Wednesday, June 11, 2008

 

Ohio Must Change Lethal Injection Drugs


Yesterday, Ohio Judge James Burge ruled that the state's method of putting a prisoner to death is unconstitutional because two of the three drugs used for the injection can cause "an agonizing and painful death." The decision means that Ohio must stop using the two risky drugs, pancuronium bromide (pavulon), a paralytic which has been outlawed by veterinarians, as well as potassium chloride, which stops the heart and can cause excruciating pain if the inmate is not properly anesthetized.

The Judge ordered that the state use only a single, anesthetic drug. State officials were reviewing the decision in order to determine if they will appeal to the Ohio Supreme Court.

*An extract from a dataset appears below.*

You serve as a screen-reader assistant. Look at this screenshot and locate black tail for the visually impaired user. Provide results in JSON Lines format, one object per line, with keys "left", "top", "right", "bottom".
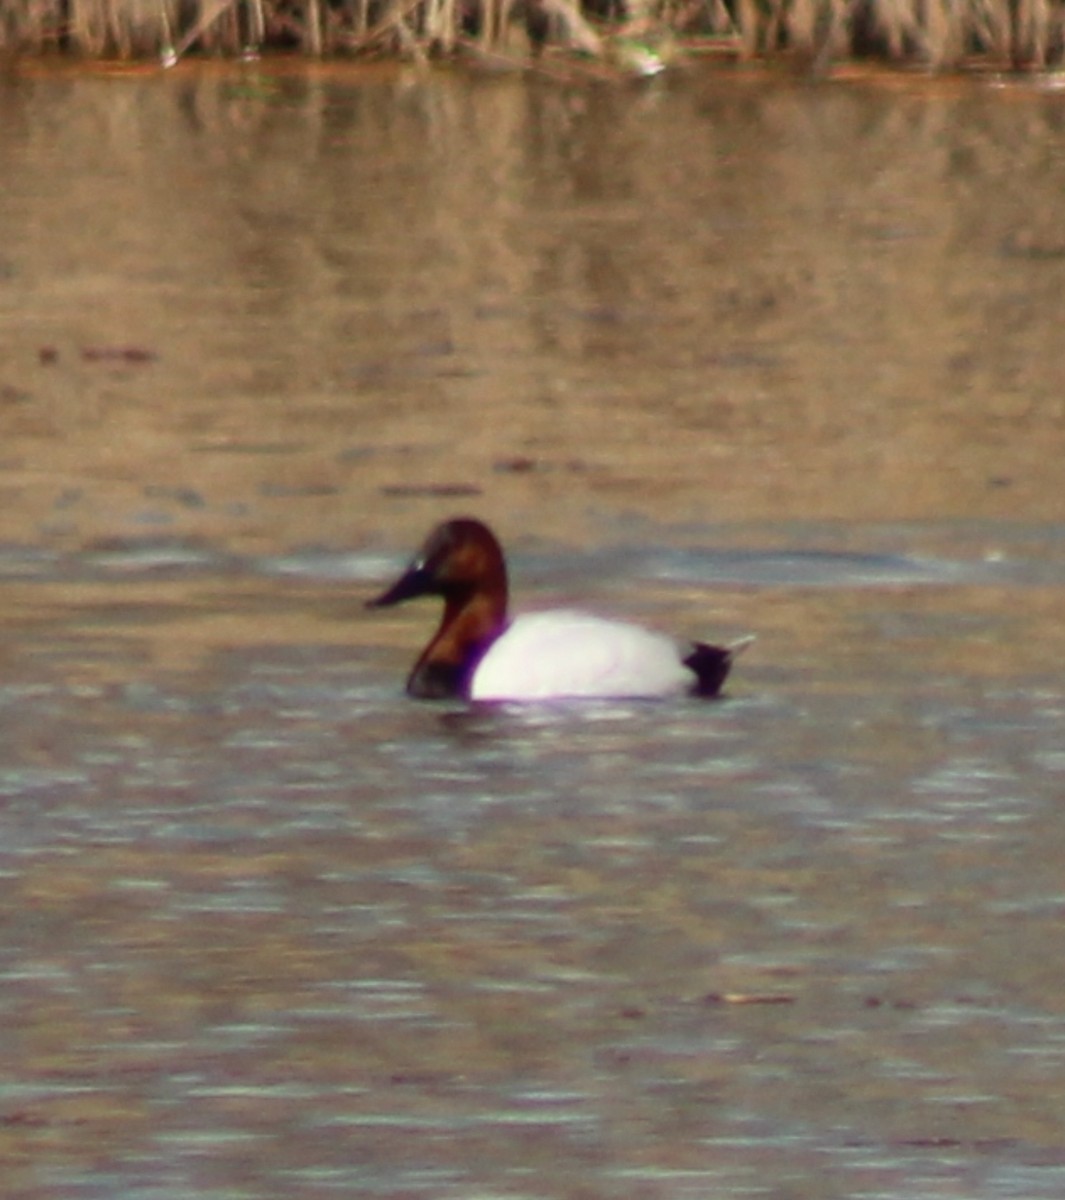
{"left": 684, "top": 636, "right": 754, "bottom": 698}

Tennessee uses the same drug cocktail in its current protocol, which has also been successfully challenged in Federal Court by death row inmate Edward Jerome Harbison. In the Harbison case, Judge Aleta Trauger issued a blistering opinion finding that the Tennessee Department of Correction was “deliberately indifferent” about the risks of the lethal injection protocol. The state filed an appeal, and the Sixth Circuit stayed Harbison's execution scheduled for the fall of 2007.

Though the U.S. Supreme Court in the recent Baze vs. Rees decision did not find Kentucky's current protocol to be unconstitutional, Tennessee's protocol is slightly different with findings in the trial court specific to Tennessee, and therefore, is still being litigated.

The Ohio Judge's ruling only reaffirmed what many of us already know: there is indeed a substantial risk of excruciating pain an suffering with the continued use of this three drug cocktail which absolutely violates one's constitutional right to avoid cruel and unusual punishment.

This issue is not one which will be going away anytime soon as long as the state continues to seek a "humane" way to take a person's life.

How much time and money are we willing to spend in deciding how to kill people when the more pressing question is: Why do we kill people who kill people to demonstrate that killing people is wrong?